Meet the Collective: Mari Watanabe

 
 
Preservation Hall - Meet the Collective: Mari Watanabe
 

Pianist, composer and arranger Mari Watanabe began her musical journey in Tokyo, Japan with piano lessons at age four with her grandmother, a piano teacher. As a freshman in college at Waseda University, Mari joined the school’s New Orleans Jazz Club, an organization formed in 1957, after clarinetist George Lewis toured Japan and inspired students to study New Orleans music.

Mari traveled to New Orleans for the first time during Mardi Gras 1985, to see the music first hand. She and her fellow students visited Preservation Hall, and saw the great trumpeter Kid Sheik perform alongside a 90-year-old Kid Thomas. They saw the Olympia Brass Band, and witnessed a New Orleans jazz funeral for the first time.

She quickly decided to make the city her permanent home, and had moved in by that December. Mari’s first gig as a professional musician in New Orleans was at the Gazebo Cafe on Decatur street every weekend, where she performed with Chris Burke and Wendell Brunious on trumpet. 
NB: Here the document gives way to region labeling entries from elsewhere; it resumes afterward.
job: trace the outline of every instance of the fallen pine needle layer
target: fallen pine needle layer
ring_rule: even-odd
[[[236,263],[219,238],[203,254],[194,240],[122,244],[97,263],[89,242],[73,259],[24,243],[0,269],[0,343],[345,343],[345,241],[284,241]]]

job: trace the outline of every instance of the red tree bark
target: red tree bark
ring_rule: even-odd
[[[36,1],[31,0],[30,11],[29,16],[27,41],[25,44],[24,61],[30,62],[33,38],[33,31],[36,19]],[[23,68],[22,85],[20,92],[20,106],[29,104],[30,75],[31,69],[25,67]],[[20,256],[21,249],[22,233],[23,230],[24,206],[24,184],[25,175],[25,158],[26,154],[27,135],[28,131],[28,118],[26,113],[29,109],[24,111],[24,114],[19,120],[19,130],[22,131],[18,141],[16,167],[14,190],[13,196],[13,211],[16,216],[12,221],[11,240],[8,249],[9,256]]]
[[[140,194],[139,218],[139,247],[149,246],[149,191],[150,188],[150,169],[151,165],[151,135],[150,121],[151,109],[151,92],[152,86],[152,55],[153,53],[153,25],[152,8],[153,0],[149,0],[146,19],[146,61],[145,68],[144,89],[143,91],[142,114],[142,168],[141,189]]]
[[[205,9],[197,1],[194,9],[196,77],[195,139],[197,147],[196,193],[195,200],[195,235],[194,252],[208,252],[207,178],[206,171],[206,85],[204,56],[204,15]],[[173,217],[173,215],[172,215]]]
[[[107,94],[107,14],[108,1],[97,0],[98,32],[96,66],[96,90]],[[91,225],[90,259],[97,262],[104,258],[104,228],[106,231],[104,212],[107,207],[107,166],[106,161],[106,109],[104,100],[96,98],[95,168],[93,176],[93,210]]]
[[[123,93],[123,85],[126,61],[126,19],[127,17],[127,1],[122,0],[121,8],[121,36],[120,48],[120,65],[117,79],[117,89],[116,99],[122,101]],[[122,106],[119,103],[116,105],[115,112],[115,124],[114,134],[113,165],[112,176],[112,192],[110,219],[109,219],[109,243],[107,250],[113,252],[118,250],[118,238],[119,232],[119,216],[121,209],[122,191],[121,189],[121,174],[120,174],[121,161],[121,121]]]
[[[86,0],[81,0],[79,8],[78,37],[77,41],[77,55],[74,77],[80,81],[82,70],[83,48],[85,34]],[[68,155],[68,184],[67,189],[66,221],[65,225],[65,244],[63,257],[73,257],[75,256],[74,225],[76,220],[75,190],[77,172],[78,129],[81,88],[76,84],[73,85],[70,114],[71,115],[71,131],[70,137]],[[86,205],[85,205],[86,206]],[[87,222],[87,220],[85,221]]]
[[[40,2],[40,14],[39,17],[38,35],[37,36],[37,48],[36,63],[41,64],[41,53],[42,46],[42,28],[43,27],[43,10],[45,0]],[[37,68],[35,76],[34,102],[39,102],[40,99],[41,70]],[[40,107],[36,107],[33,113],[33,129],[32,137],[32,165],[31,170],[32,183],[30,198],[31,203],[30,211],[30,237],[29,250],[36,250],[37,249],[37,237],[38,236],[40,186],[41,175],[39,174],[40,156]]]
“I did not know too many songs when I came here, so I had to study very, very hard. One day, an old man came up to me and said ‘You sound good, but you’ve got to learn the 9th, raised 11th and the 13th,” she recalled.

That man was the great Danny Barker. 

Mari took his advice and learned the tension chords he was referring to. She began experimenting with their use in traditional jazz, developing a style of her own and picking up more gigs around town. About a year later, Mr. Danny Barker passed by one of her gigs again, and this time told her, “You sound better. Do you have a keyboard?” 

She didn’t have a keyboard, but decided to follow his advice again and make a deal. He told her “If you get one, I can use you on my gig.” 

“The old man kept his promise,” Mari recalls. “I got a keyboard and started playing his gigs at Dutch Alley every Sunday.”

By ‘87, she was filling in for pianist Sadie Goodson, sister of Billie Pierce, with Gregg Stafford’s band, where she met Preservation Hall musicians David Grillier, Lucien Barbarin, Shannon Powell, Joe Lastie and Leroy Jones. She went on to record with Willie Humphrey, and perform in Jackson Square with Tuba Fats.

Danny Barker continued to mentor Mari until his death in 1994.

“His last words to me were ‘Tend to your business. In other words, keep working.’ And that’s why I’m still here today.”

"Mari is soft-spoken and unassuming - that is, until she gets on the piano. That's when all language barriers are broken down," says Ben Jaffe. "Once Mari moved to New Orleans from Japan, she immersed herself in the culture of the city. I remember her coming to the Hall to listen to Sadie Goodson and Jeanette Kimball. In New Orleans, it's not always about the notes - it's about what takes place in between the notes. It's a challenging concept, one you won't find in any textbook. The only way to learn it is the way Mari did - go straight to the source."

Today, Mari shares her expertise with students as a member of the Preservation Hall Musical Collective, and remains a regular on the piano at 726 Saint Peter street. She has performed at home and abroad with legends such as Danny Barker, Tuba Fats, and Kermit Ruffins, Harold Dejan’s Olympia Brass Band, the Dirty Dozen Brass Band, and the Chosen Few Jazz Band, which she proudly leads today.

“The first time I went to a jazz funeral, it was, I would say, sight seeing. The second time and the third time, it was a funeral for somebody I know. Then it was a funeral for friends. One day, it will be my funeral. I hope people come to parade for me.”